Sketch Tibetan Portraits, Tibet, 1995-2003

Silver gelatin print on PH-neutral paper made by artist, 105 x 76 cm /76 x 56 cm

 

 

 

 

“On canvas or on large sheets of hand-emulsioned Velin d’Arches paper, Tibetans look at us. Alone or in twos and threes, then in groups where children freeze in front of a large format field camera, the intensity of their gazes captivates us and makes desire and the impossibility of speech both visible and painful.
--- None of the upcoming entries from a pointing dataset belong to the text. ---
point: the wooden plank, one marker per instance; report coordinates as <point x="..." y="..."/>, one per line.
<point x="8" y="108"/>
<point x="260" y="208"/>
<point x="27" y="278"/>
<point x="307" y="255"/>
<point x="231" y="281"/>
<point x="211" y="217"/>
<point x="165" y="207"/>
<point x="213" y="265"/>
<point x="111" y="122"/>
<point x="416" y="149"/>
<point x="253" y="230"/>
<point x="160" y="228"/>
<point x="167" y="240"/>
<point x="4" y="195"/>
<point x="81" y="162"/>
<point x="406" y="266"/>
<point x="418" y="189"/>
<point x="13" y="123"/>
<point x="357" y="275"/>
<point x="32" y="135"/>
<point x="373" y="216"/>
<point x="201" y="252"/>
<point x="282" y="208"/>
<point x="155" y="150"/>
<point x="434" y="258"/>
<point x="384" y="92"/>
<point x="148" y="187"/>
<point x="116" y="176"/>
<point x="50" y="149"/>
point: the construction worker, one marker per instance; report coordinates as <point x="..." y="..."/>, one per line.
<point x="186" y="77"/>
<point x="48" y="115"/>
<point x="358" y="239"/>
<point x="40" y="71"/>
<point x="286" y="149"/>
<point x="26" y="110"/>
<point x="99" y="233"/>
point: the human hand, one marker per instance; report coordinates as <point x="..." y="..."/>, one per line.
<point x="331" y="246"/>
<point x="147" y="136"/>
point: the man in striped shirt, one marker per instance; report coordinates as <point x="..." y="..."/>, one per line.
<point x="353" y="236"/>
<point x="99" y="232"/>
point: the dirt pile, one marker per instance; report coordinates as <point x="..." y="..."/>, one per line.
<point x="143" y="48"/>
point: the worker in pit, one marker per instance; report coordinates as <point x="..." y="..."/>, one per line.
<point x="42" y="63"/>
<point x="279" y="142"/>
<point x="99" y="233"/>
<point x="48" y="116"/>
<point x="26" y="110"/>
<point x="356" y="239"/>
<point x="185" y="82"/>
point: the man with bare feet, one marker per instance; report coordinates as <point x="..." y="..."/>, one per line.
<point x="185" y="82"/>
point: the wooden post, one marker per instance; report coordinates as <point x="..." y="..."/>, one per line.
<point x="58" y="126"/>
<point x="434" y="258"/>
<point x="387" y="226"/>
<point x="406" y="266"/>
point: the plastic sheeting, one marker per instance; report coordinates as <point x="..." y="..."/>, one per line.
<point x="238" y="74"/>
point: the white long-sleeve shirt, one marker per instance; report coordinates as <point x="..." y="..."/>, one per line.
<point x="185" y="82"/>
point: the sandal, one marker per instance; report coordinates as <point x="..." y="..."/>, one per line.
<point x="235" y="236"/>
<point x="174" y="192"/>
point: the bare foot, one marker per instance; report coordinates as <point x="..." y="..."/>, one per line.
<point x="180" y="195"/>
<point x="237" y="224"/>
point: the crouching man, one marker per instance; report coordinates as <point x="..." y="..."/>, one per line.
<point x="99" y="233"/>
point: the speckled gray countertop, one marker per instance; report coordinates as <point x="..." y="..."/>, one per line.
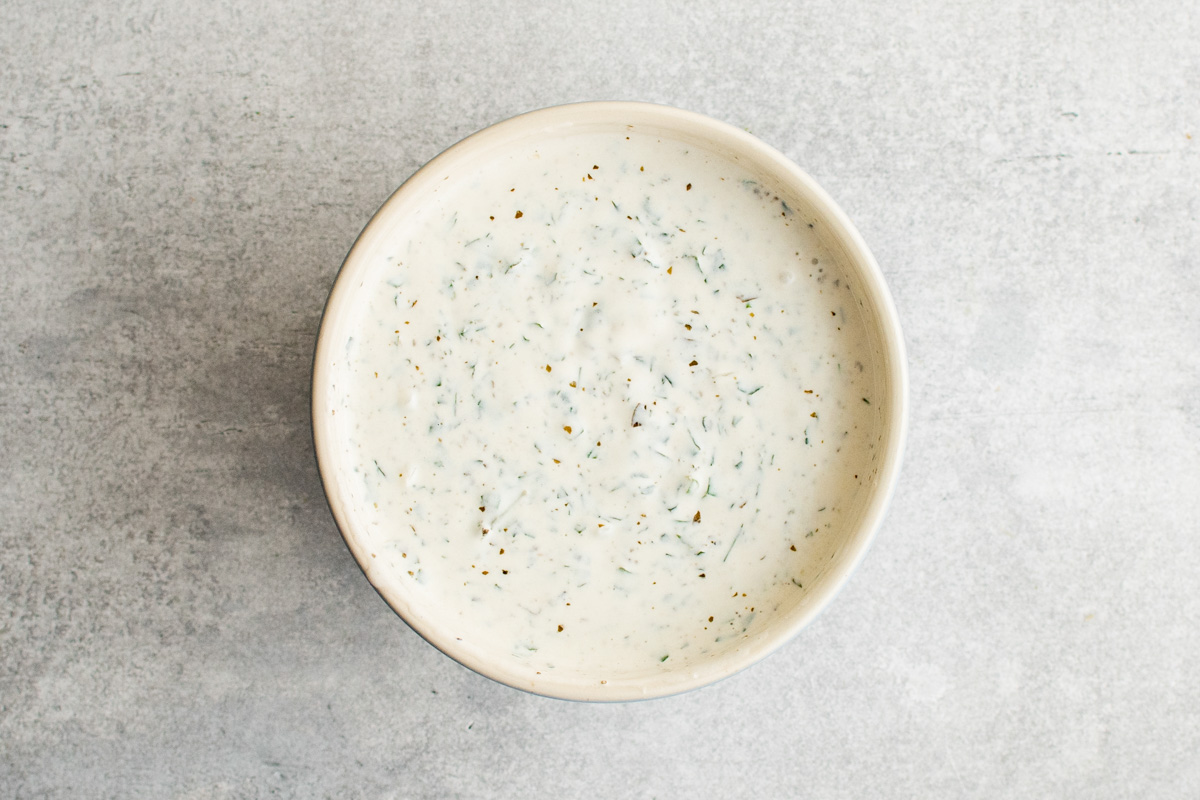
<point x="179" y="617"/>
Indeed it is the word “speak”, written on the negative, in the «drawn portraits» series, which completes one of the faces that have been blurred by painting.”

Christian Caujolle, 2003

“In contradistinction to other ethnographically inspired photographs, we have a powerful example of the interrogative voice in black and white photography in Gao Bo, ‘Sketch Portrait’, (1996) in ‘Talk’. This image incorporates smearing and handwriting-graffiti or note style, which de-presences the image, re-presenting it as a source of difficulty (it is important that the‘deformation’ occurs on the level of the image and not in the world of the image, for these temporal effects to come into play). Indeed such a deformation may combine the tenses (past, present and future) as when we perceive a pre-existing problem, its presence and the possibility of a solution (or the continuation of the problem state into future…). Oracular. The status of a question posed. ”
Black & White Photography in China – the Rhetoric of Time as a Definition of Genre.